Mr Wagner seems not to offer rewinding as a service anymore.
The review of the 2000 Starfire IV is great, both entertaining and informative. You write extremely well and have a lovely, effortless-to-read prose style.
Your Starfire IV, itself, is gorgeous. Drool.
I very much like the sound of your rewound pickups. I would be interested to hear them used in a Jazz style.
I have never picked up an "FB-1" equipped Corona Guild that I could find fault with except that Fender's HB-1s are not immediately inspiring, not bad, just ... sort of indeterminate.
They can be made to work with technique, amp tone controls, and the right strings - not ideal but better, much, much better.
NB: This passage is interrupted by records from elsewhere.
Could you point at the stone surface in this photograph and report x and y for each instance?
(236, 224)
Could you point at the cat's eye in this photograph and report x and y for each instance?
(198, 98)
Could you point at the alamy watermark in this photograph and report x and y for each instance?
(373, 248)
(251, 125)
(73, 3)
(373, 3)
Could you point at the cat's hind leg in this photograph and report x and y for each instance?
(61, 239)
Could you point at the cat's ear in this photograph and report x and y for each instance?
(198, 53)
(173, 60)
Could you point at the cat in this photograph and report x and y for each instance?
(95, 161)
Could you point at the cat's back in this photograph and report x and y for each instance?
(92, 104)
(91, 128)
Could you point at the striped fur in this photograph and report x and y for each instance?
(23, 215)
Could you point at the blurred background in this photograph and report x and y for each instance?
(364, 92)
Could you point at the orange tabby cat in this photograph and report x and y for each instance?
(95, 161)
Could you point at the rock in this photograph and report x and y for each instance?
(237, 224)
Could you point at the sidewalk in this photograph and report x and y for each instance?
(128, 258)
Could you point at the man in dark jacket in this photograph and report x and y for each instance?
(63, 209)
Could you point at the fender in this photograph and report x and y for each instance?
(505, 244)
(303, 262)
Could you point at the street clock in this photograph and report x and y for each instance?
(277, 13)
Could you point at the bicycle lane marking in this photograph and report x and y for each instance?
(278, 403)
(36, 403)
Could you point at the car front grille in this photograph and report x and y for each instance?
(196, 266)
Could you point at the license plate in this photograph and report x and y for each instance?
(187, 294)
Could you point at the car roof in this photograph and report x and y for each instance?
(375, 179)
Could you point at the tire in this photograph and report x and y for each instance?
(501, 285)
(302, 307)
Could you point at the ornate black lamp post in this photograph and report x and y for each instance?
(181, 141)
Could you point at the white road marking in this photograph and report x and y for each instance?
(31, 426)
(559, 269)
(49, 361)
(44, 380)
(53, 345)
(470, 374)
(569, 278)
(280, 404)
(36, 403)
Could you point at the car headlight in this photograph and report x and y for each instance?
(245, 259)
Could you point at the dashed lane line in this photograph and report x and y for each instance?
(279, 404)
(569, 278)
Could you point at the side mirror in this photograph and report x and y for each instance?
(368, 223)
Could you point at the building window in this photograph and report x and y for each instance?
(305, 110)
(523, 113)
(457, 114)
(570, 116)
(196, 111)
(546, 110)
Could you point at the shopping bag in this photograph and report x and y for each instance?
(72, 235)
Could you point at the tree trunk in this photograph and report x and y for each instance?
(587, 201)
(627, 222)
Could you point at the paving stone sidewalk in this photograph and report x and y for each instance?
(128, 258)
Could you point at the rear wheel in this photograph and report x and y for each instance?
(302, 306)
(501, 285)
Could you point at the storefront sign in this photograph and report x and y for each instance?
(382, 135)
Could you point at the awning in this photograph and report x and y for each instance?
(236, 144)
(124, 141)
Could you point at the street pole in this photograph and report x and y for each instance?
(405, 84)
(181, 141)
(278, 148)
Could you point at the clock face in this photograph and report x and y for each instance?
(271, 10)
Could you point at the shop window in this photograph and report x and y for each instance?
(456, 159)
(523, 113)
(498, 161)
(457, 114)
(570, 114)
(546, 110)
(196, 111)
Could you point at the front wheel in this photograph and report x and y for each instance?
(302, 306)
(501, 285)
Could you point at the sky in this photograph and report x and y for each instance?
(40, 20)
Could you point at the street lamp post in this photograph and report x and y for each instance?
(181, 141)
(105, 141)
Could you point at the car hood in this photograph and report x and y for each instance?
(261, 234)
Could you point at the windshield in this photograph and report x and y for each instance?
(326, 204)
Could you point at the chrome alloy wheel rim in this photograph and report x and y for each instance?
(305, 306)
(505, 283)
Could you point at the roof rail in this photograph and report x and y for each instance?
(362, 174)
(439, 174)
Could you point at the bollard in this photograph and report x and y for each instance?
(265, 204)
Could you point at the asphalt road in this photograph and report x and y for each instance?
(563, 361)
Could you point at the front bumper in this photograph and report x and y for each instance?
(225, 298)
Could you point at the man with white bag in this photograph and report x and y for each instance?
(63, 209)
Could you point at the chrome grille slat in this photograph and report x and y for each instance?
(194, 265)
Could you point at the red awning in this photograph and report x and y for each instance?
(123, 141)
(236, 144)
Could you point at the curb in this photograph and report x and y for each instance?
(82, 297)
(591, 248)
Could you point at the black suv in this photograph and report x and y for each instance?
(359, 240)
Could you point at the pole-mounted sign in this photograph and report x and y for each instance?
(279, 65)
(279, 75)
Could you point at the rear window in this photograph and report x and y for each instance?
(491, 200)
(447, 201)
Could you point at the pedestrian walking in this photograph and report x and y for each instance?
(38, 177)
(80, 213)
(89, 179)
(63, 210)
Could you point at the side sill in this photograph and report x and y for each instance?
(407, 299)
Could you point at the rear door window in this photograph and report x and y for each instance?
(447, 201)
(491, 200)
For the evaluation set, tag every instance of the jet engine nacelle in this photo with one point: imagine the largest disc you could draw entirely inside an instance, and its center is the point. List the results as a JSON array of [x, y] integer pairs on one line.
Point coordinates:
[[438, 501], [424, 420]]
I have found that they open up and breath quite a bit when fed
very heavy gauge strings. I use D'Addario 13-56 1/2 rounds with mine - nice tonal balance for me. They also work with D'Addario 12-54 round wounds, but these are too bright, too Rockabilly/Duane Eddy, for me. They also work quite well with heavier Rotosounds, but these are also too bright for me. However, they don't work well with all heavy gauge strings. To my ears, they sound like crap with flat wounds, even the heaviest going - they just seem to collapse into a sea of mud.
I have large and fairly strong hands, and i like the stability of intonation of notes with heavy strings (little unintended micro-vibrato, not much interference with string vibration from the pickups). So the Fender HB-1s sort of work for me.
I do not own anything with original HB-1s or with SD-1s. (And I have never played anything with the new Cordoba HB-1s.) But I have gone to friends' houses and tried the originals and the Seymour Duncans in comparison to the Fender HB-1s. I do not like the SD-1s so much, only because they are not best suited to how I play, but then I was not able to restring or re-set up the guitar which they were in to my liking, and then they were not in a hollow body or chambered guitar. The original HB-1s, however, I do adore.